Il lui semblait y retrouver quelque chose de familier. Il interrogea ses souvenirs. Il n'avait jamais vu ce paysage; mais, comme sa mémoire était très précise, il se rappela tout à coup les cartes postales et les photographies que Landry avait rapportées de Bretagne, et en particulier celles du manoir, détaillées à grand renfort d'explications.
—Il paraît, monsieur, que c'est un vieux château breton, dit le marchand qui connaissait Séverin. Hier, deux dames ont reconnu le site. C'est d'un peintre estimé, qui vient de mourir, m'a-t-on dit, Hervé Lebreton.

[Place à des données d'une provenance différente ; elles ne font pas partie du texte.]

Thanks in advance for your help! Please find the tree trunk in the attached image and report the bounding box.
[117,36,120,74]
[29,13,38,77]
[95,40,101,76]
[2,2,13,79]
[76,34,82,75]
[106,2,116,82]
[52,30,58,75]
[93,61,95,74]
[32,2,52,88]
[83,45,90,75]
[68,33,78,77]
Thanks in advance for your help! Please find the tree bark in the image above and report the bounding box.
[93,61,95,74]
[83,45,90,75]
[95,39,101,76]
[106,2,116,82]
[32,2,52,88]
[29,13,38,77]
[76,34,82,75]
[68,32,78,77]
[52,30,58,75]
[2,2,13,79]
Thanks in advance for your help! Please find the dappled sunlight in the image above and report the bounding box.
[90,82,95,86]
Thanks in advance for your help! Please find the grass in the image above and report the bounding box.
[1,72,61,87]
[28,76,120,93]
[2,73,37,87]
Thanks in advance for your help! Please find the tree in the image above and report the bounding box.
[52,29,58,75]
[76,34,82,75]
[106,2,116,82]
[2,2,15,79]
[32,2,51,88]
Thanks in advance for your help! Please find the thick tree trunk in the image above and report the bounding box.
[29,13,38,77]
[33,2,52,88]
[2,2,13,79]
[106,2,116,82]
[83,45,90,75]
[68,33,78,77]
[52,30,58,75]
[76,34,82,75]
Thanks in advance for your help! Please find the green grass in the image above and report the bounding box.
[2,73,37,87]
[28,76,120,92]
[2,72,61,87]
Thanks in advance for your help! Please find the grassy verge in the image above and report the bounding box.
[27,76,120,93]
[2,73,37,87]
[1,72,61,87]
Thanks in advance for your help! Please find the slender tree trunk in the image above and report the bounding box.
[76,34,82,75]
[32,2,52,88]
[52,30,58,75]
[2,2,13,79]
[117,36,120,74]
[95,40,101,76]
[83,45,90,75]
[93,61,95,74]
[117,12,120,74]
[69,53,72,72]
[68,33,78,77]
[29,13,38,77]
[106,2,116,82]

—Hervé Lebreton, mort? Un de mes amis, qui revient de Venise, l'y a vu la semaine dernière, vieilli, d'ailleurs, et plus paresseux que jamais. Ceci doit être une œuvre de jeunesse, et ne vaut pas dix louis.

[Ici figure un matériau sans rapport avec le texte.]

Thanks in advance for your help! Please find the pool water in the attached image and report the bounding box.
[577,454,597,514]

Il s'éloignait, le marchand le rappela.
—Hier, une dame m'en aurait volontiers donné deux cents francs, M. de Salles, une cheune et cholie provinciale qui pleurait presque devant cette vieille maison.... Allons, puisque vous êtes connaisseur, je vous laisserai la toile pour deux cent cinquante francs.
La pensée que la jeune et jolie dame que ce petit tableau avait émue pouvait être Léna elle-même, traversa l'esprit de Séverin.

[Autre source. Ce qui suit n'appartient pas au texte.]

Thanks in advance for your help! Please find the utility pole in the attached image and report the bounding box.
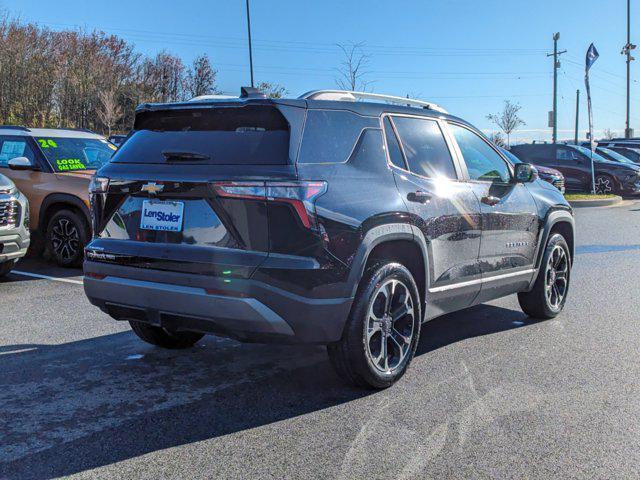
[574,90,580,145]
[547,32,567,143]
[247,0,254,87]
[620,0,636,138]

—Comment cette dame était-elle habillée? demanda-t-il.
—A la mode de l'an dernier, ou de la province.... En gris... Elle dit «Oh! c'est... (un nom difficile, monsieur), et soupesa son porte-monnaie.
Séverin mit la main dans sa poche.
—Je ne reviens jamais sur ce que j'ai dit. Voulez-vous dix louis?